Chamou, chamou, e depois foi para o correio de voz.

"Leo, onde estás? Preciso de ti."

Enviei a mensagem, mas a resposta que recebi não foi dele.

Foi uma notificação de uma rede social. Uma fotografia.

A irmã mais nova de Leo, a Sofia, publicou uma foto.

Ela, Leo e os pais dele estavam a sorrir para a câmara num restaurante caro. A legenda dizia: "A celebrar o novo contrato do meu irmão! Família em primeiro lugar!"

A foto foi tirada há dez minutos.

Família.

Aparentemente, eu não fazia parte dela.

O meu coração sentiu-se pesado, uma dor surda instalou-se.

Liguei outra vez. Desta vez, ele atendeu. A sua voz estava irritada, impaciente.

"O que foi, Ana? Estou no meio de uma celebração importante!"

"Celebração?" A minha voz tremeu. "Leo, eu... eu perdi o bebé."

Houve um silêncio do outro lado. Não um silêncio de choque ou tristeza. Era um silêncio de aborrecimento.

"Eu sei. A minha mãe já me disse. Olha, não faças um drama por causa disto. Já aconteceu. És jovem, podemos tentar outra vez."

"Não faças um drama?" Repeti as palavras dele, incrédula. "Leo, era o nosso filho."

"E o que queres que eu faça? Chore? Cancele uma reunião de milhões de euros por algo que já não pode ser mudado? Sê razoável, Ana."

"Razoável." A palavra saiu da minha boca com um sabor amargo.

"Sim, razoável. Olha, tenho de ir. Falamos mais tarde."

Ele desligou.

Assim, sem mais nada.

Olhei para a minha sogra. Ela finalmente levantou os olhos do telemóvel, o seu olhar era frio como gelo.

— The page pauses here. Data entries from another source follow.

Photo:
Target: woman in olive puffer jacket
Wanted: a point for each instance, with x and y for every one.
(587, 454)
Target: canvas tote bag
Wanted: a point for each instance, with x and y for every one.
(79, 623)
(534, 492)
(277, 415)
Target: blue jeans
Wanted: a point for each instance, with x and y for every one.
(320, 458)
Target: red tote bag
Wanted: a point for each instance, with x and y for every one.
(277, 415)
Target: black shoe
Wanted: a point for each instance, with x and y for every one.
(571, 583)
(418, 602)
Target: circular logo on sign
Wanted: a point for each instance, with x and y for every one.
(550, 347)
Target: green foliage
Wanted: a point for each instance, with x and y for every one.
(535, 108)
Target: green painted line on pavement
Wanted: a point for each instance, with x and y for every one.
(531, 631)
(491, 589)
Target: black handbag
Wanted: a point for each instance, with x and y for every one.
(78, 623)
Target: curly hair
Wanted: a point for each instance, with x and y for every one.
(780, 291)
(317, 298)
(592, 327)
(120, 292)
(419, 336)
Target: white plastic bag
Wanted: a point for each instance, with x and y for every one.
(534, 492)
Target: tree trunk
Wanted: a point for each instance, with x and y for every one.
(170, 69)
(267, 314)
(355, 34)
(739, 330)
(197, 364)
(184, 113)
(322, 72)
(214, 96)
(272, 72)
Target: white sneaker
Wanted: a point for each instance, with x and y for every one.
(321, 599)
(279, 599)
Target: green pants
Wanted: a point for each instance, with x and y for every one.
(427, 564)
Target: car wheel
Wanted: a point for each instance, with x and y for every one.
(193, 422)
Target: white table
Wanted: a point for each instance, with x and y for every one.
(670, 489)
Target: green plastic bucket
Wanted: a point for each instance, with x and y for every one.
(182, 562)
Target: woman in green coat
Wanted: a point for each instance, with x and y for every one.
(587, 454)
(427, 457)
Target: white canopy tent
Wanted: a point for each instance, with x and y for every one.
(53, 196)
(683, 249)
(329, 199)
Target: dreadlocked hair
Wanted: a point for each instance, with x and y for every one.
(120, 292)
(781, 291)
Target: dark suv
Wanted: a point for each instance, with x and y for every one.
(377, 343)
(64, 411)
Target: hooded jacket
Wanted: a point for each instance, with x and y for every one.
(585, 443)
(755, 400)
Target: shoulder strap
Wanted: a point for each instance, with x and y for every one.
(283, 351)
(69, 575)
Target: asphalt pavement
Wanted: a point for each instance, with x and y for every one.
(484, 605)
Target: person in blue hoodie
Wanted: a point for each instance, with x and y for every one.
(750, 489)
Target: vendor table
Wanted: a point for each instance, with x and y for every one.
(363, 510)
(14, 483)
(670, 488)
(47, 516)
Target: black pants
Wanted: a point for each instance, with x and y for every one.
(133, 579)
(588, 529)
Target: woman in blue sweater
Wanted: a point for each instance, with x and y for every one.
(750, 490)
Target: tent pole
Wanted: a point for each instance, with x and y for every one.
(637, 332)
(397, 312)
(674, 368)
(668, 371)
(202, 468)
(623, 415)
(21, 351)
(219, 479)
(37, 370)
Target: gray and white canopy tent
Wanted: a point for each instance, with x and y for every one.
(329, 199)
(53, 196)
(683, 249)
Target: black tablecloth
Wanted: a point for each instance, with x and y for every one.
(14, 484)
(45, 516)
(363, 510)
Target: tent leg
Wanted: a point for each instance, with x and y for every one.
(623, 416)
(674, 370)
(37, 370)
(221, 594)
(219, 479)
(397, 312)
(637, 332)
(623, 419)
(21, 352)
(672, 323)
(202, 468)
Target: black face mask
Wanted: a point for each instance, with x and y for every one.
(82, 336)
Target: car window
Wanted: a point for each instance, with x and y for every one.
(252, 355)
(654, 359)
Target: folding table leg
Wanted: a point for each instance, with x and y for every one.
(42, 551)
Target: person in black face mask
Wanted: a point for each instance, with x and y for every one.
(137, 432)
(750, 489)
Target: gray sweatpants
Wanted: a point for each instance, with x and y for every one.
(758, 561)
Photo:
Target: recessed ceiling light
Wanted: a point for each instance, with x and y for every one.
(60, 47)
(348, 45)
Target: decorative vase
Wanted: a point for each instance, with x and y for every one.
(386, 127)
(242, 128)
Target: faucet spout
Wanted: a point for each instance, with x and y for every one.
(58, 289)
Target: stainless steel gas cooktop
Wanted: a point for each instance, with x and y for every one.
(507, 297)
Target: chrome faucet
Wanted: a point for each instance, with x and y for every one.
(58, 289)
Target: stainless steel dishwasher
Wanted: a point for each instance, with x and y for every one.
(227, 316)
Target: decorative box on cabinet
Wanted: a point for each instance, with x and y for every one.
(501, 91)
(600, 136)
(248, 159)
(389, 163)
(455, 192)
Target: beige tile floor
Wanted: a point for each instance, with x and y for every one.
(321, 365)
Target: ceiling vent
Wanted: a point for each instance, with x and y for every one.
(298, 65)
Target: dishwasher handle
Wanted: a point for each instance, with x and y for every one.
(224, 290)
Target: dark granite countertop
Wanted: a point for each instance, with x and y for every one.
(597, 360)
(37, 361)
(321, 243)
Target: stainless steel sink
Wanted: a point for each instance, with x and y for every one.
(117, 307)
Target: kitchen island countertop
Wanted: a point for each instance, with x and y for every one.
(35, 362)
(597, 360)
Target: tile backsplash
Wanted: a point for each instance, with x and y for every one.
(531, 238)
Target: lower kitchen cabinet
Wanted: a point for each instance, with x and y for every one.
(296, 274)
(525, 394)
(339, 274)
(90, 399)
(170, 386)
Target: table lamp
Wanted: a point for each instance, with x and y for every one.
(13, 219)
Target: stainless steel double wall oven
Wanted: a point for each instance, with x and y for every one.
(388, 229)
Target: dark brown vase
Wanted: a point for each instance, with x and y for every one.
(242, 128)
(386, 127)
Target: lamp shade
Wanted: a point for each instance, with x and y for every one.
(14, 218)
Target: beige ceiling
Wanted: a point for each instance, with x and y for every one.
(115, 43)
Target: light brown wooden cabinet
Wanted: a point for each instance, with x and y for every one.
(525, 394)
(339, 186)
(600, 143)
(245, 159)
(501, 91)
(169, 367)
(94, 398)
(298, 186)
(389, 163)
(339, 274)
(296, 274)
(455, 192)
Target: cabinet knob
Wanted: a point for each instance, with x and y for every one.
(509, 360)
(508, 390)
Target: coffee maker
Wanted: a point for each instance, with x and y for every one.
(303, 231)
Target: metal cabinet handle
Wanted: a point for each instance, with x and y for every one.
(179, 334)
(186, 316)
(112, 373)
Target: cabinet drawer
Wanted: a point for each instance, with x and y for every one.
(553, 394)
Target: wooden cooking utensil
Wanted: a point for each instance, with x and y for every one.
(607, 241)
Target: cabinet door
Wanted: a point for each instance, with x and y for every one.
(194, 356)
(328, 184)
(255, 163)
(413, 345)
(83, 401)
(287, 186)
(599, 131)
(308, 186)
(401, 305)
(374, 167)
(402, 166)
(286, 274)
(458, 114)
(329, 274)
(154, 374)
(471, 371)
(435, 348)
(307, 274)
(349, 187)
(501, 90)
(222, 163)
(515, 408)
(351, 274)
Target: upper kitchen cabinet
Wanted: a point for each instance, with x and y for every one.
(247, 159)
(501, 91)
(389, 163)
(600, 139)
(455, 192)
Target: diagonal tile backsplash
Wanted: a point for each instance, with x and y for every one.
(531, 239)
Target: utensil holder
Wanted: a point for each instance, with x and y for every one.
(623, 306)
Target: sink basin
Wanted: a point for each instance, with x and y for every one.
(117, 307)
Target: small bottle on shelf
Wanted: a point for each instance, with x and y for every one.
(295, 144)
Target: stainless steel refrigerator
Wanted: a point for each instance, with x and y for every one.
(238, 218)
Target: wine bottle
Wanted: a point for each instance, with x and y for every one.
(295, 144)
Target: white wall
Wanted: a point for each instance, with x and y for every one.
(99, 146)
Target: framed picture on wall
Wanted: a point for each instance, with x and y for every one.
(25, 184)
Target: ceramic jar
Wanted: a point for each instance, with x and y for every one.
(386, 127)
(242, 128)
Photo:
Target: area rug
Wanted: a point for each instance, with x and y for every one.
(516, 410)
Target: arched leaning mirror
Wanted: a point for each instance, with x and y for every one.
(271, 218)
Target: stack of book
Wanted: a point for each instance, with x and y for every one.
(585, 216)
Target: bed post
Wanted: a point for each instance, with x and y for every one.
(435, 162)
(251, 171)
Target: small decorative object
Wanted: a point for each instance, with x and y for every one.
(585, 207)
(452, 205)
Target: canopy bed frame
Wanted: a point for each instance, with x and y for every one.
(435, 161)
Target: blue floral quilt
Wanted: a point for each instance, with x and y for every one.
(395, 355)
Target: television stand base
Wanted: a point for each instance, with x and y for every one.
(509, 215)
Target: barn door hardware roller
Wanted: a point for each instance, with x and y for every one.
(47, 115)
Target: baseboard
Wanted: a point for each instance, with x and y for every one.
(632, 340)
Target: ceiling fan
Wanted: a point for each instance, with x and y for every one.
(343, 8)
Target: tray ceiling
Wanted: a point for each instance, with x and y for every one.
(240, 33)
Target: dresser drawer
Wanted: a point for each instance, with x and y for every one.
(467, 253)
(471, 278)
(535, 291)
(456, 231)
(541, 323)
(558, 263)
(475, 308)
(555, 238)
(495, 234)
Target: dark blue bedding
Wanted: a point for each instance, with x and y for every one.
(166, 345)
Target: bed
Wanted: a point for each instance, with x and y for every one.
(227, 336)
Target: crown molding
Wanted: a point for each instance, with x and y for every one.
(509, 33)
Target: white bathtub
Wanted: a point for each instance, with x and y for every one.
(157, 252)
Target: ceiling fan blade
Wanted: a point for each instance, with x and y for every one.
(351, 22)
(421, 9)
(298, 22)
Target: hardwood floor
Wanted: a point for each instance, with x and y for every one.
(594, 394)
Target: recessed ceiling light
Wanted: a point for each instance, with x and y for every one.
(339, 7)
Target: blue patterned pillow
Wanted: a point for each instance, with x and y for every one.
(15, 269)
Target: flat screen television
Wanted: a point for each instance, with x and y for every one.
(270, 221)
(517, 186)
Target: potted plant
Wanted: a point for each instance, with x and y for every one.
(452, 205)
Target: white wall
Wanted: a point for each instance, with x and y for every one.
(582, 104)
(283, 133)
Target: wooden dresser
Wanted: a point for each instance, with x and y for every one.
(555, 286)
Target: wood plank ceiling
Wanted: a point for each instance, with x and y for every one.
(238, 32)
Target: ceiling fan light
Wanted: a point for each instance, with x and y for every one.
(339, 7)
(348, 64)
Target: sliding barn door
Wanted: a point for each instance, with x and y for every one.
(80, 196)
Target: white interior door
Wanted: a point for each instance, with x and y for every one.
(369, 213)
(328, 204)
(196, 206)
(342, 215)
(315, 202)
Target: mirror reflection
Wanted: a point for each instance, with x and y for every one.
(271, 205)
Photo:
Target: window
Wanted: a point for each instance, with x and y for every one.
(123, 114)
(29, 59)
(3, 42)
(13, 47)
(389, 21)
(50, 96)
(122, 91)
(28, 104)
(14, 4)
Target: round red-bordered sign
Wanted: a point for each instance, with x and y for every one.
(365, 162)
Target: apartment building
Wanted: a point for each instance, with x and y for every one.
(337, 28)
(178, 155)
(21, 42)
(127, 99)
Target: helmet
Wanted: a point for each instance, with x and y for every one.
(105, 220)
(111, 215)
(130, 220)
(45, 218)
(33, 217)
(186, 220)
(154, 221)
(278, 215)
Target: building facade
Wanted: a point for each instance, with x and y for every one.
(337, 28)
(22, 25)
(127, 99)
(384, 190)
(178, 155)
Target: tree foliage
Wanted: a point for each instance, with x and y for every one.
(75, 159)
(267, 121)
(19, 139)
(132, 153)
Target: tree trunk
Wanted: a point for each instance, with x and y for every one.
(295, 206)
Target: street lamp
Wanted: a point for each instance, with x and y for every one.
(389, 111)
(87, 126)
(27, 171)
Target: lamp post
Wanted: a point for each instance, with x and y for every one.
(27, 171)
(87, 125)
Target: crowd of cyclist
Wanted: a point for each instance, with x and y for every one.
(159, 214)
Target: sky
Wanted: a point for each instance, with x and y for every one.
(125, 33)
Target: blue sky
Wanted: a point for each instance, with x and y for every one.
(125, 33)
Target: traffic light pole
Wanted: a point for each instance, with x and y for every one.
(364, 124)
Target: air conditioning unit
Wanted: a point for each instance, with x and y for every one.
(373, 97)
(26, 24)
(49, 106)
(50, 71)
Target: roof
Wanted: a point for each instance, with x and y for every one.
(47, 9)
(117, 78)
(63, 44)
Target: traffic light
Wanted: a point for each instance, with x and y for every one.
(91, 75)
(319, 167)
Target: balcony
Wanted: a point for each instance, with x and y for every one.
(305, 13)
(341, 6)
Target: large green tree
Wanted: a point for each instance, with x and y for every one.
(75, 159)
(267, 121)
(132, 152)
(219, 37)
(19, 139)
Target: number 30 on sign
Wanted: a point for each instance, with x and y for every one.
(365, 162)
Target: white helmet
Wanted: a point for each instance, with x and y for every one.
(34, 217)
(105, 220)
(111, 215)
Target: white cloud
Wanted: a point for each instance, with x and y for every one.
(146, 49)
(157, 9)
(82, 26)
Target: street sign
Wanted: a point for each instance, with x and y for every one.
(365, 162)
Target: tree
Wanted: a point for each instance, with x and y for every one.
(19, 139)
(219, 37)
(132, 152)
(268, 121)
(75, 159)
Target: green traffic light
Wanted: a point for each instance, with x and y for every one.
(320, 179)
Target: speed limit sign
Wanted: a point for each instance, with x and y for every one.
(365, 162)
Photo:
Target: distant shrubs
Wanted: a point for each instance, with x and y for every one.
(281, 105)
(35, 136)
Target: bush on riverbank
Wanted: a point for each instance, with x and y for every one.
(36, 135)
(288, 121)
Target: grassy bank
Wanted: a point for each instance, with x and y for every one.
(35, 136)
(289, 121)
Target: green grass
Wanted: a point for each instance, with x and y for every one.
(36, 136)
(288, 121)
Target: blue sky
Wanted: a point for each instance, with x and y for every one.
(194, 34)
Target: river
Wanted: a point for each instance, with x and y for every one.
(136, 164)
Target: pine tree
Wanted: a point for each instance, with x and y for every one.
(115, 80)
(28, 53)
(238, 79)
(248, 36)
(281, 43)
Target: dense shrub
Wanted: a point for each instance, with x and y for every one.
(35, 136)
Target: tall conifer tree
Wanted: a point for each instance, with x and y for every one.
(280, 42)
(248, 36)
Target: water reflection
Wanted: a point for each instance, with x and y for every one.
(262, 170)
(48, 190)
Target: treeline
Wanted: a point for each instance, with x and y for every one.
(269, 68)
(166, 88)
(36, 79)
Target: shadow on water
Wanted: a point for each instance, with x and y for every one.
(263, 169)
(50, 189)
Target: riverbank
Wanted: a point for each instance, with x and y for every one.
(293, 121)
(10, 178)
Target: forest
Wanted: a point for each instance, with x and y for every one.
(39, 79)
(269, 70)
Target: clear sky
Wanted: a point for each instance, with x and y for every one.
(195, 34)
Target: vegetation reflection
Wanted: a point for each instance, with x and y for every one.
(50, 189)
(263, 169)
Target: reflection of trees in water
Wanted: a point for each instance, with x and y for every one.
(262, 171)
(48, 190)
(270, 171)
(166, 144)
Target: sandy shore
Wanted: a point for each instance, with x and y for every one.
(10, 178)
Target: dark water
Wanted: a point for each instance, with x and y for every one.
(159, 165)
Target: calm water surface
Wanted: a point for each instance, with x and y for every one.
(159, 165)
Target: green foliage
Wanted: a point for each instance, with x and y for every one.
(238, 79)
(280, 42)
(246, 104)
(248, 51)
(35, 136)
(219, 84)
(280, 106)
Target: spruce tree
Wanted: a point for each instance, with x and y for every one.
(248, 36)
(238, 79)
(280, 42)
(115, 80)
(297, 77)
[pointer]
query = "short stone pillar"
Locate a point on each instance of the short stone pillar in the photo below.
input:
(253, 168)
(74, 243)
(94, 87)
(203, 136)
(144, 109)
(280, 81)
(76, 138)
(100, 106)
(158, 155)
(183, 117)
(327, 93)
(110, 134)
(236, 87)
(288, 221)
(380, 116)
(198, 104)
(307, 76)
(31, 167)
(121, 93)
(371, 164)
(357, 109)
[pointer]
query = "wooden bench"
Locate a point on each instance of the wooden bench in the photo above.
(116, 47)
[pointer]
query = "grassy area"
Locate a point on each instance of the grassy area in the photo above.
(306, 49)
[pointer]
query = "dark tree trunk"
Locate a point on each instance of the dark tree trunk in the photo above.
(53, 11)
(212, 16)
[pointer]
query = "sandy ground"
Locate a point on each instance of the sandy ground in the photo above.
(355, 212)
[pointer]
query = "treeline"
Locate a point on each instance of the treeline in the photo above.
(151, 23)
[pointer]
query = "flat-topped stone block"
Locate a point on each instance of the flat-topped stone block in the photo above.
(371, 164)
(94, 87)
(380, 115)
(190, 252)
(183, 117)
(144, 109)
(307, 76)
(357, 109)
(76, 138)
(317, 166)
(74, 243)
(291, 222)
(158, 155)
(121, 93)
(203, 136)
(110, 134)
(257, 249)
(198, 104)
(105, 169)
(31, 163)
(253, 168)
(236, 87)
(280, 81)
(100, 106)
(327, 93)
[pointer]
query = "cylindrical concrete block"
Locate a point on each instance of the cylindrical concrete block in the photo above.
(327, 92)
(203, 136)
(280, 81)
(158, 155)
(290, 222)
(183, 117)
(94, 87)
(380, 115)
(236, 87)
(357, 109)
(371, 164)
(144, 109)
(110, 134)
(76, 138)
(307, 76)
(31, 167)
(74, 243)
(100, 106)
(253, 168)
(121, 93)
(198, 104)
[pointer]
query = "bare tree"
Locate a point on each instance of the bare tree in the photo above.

"Não o incomodes. Ele tem coisas mais importantes para fazer do que ouvir as tuas lamúrias. Uma mulher deve saber o seu lugar e não ser um fardo."

Um fardo.

Era isso que eu era. Um fardo que tinha acabado de perder o filho deles.

O meu telemóvel vibrou novamente. Era uma mensagem de Leo.

"A Sofia está muito feliz com o contrato. Não estragues o ambiente com as tuas emoções. Comporta-te."

As lágrimas que eu estava a segurar finalmente caíram, quentes e silenciosas, a escorrer pelo meu rosto pálido.

Eu não queria mais isto. Eu não podia mais viver assim.

Limpei as lágrimas com as costas da mão.

"Inês," disse eu, a minha voz surpreendentemente firme. "Diga ao seu filho que quero o divórcio."